Biocompatible, pH-sensitive AB(2) Miktoarm Polymer-Based Polymersomes: Preparation, Characterization, and Acidic pH-Activated Nanostructural Transformation

Abstract

Motivated by the limitations of liposomal drug delivery systems, we designed a novel histidine-based AB(2)-miktoarm polymer (mPEG-b-(polyHis)(2)) equipped with a phospholipid-mimic structure, low cytotoxicity, and pH-sensitivity. Using "core-first" click chemistry and ring-opening polymerization, mPEG(2kDa)-b-(polyHis(29kDa))(2) was successfully synthesized with a narrow molecular weight distribution (1.14).
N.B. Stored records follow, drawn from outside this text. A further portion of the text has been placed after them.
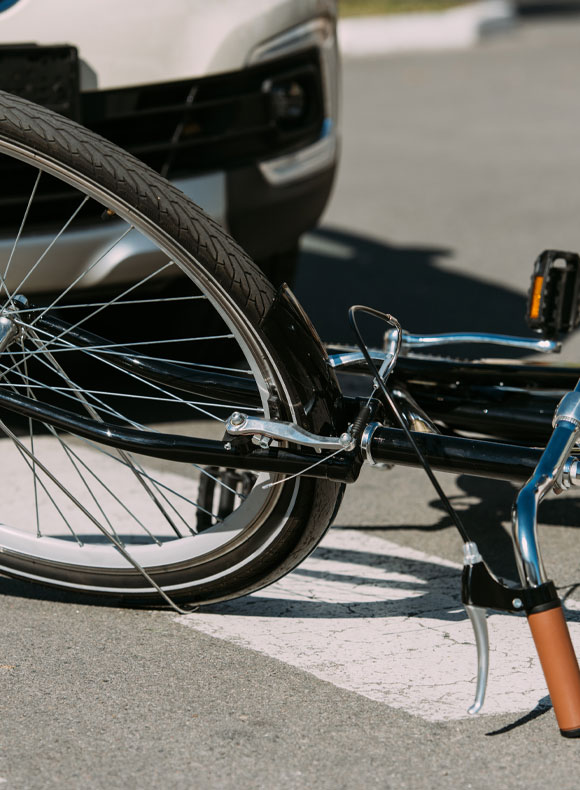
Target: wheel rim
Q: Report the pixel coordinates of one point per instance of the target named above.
(30, 358)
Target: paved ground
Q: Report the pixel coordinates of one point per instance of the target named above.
(457, 170)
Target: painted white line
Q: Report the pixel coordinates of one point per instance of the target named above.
(455, 28)
(385, 622)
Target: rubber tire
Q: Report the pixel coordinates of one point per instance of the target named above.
(27, 128)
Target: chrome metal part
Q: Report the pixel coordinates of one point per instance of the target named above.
(568, 409)
(471, 555)
(478, 620)
(546, 476)
(410, 341)
(9, 331)
(477, 616)
(569, 476)
(366, 441)
(415, 417)
(286, 432)
(346, 358)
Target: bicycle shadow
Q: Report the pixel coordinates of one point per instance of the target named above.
(339, 268)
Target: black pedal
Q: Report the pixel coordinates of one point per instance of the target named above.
(553, 300)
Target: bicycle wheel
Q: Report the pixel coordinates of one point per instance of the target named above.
(93, 241)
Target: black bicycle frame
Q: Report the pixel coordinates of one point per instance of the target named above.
(494, 399)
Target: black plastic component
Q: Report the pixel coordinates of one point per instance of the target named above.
(553, 298)
(571, 733)
(47, 75)
(479, 587)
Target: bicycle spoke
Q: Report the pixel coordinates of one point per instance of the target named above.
(128, 458)
(19, 234)
(52, 243)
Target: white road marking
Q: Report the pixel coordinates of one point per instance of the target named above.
(386, 622)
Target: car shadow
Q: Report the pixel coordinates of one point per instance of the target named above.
(339, 268)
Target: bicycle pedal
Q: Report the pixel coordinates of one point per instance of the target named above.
(553, 300)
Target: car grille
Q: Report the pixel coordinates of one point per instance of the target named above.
(185, 128)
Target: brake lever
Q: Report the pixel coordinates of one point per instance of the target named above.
(477, 615)
(478, 618)
(481, 591)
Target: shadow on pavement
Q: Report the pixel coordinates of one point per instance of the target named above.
(339, 268)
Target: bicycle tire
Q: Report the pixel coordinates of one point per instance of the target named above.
(269, 534)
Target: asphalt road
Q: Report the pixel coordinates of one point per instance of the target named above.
(457, 170)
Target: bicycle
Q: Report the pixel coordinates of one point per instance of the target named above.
(249, 474)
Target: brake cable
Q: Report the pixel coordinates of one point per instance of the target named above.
(380, 383)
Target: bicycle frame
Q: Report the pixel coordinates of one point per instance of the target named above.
(506, 402)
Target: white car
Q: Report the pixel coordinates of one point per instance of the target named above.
(234, 101)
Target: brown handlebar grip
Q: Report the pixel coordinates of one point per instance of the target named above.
(560, 665)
In borate buffer (pH 9), the miktoarm polymer self-assembled to form a nano-sized polymersome with a hydrodynamic radius of 70.2 nm and a very narrow size polydispersity (0.05). At 4.2 µmol/mg polymer, mPEG(2kDa)-b-(polyHis(29kDa))(2) strongly buffered against acidification in the endolysosomal pH range and exhibited low cytotoxicity on a 5 d exposure. Below pH 7.4 the polymersome transitioned to cylindrical micelles, spherical micelles, and finally unimers as the pH was decreased. The pH-induced structural transition of mPEG(2kDa)-b-(polyHis(29kDa))(2) nanostructures may be caused by the increasing hydrophilic weight fraction of mPEG(2kDa)-b-(polyHis(29kDa))(2) and can help to disrupt the endosomal membrane through proton buffering and membrane fusion of mPEG(2kDa)-b-(polyHis(29kDa))(2). In addition, a hydrophilic model dye, 5(6)-carboxyfluorescein encapsulated into the aqueous lumen of the polymersome showed a slow, sustained release at pH 7.4 but greatly accelerated release below pH 6.8, indicating a desirable pH sensitivity of the system in the range of endosomal pH. Therefore, this polymersome that is based on a biocompatible histidine-based miktoarm polymer and undergoes acid-induced transformations could serve as a drug delivery vehicle for chemical and biological drugs.

Fig. 1

Synthetic procedure for synthesis of the 3-miktoarm star copolymer.

Fig. 2

¹H-NMR spectrum of mPEG-b-(polyHis)₂ in D₂O with 0.1 wt.% DCl.

Fig. 3

Acid-base titration of mPEG-b-(polyHis)₂ in 150 mM NaCl. The solid lines were drawn to estimate the buffering range and the pK_a value.

Fig. 4

(a) Angle dependence (DLS mode) and (b) a partial Zimm plot (SLS mode) of the mPEG-b-(polyHis)₂ nanostructure in borate buffer (0.3 mg/mL, pH 9.0). Solid lines represent linear fits to the data points.

Fig. 5

Micrograph of polymersomes observed by TEM and a schematic illustration of a unilamellar vesicle formed by the miktoarm star copolymer. The degree of polymerization (DP) for ethylene glycol (k) and histidine (l) in each arm as well as the weight fraction (f) of PEG are also indicated.

Fig. 6

DLS intensity-weighted apparent hydrodynamic radius (R_h,app) distribution at 90° for the polymer solution (0.3 mg/mL) at (a) pH 7.4, (b) pH 6.8, (c) pH 6.0, and (d) pH 5.0.

Fig. 7

TEM micrographs of the polymer nanostructures at (a) pH 7.4, (b) pH 6.8, (c) pH 6.0, and (d) pH 5.0.

Fig. 8

Variation in (a) the micropolarity and (b) the critical association value (CAC) as a function of pH for the 0.3 mg/mL polymer solution (mean ± standard deviation; n=3).

Fig. 9

In vitro release profiles of the encapsulated CF in the polymersome at different pH (mean ± standard deviation; n=3).

Fig. 10

Cytotoxicity of mPEG-b-(polyHis)₂ polymersomes and representative polycations against MCF7/ADR-RES and A2780/ADR cells after a 5 d incubation (mean ± standard error; n=6).